The reaction runs under mild conditions: room temperature, ambient atmosphere, and visible light. It tolerates a wide range of functional groups and sensitive substrates, and the building blocks are inexpensive and readily available. The team validated the system across diverse aryl-substituted heterocycles and nitrogen-containing systems, showing broad applicability beyond the initial test cases.

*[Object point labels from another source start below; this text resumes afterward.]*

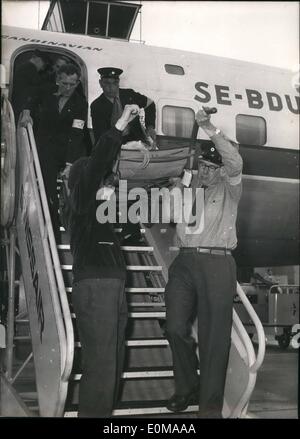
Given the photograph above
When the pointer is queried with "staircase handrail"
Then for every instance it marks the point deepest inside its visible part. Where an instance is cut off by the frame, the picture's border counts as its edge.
(61, 291)
(259, 329)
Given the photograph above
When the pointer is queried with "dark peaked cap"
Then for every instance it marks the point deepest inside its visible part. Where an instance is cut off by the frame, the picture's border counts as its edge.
(110, 72)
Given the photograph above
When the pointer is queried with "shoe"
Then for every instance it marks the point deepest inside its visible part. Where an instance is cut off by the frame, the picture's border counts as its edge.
(178, 403)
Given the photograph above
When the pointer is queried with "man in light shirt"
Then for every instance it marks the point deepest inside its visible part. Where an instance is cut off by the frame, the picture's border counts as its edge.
(202, 280)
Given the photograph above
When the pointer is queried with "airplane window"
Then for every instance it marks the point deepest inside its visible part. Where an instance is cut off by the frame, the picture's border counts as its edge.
(97, 19)
(74, 16)
(177, 121)
(174, 70)
(251, 130)
(121, 18)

Mechanistic studies using NMR confirmed that the assembled complex remains stable in solution throughout the catalytic cycle. Kinetic experiments and control tests ruled out background reactions or decomposition, reinforcing that non-covalent interactions are the key to enantiocontrol. And because no metals are involved, concerns about toxicity, cost, and residual contamination vanish, which is a major advantage for pharmaceutical manufacturing.

This work represents a shift from traditional catalyst design. Instead of engineering intricate covalent structures from the ground up, the researchers exploit supramolecular principles to generate chirality dynamically. It mirrors a growing trend in asymmetric catalysis toward adaptive, self-assembling systems that mimic biological processes like enzyme-substrate recognition. The success of this platform opens doors to other radical-mediated transformations, including C–H functionalization, cyclizations, and cascade reactions, that were previously inaccessible under enantioselective conditions.

Beyond pharmaceuticals, the implications reach into agrochemicals, materials science, and fragrances, where chiral purity is essential. The ability to generate enantiopure intermediates efficiently could accelerate drug discovery timelines and reduce environmental impact by minimizing waste and purification steps.

Looking ahead, the research team plans to expand the library of assembling units and investigate the extension of this strategy to other radical types, such as oxygen- and nitrogen-centered radicals. Future work may also focus on immobilizing these assemblies onto solid supports for recyclable catalysis or integrating them into continuous-flow reactors for industrial-scale production.

The publication in Nature underscores the scientific community’s recognition of this methodology as a milestone in asymmetric synthesis. With its simplicity, versatility, and profound mechanistic insight, the non-covalent HAT relay system stands as a beacon for next-generation catalytic strategies, turning molecular cooperation into a powerful tool for creating life-saving medicines with unprecedented precision.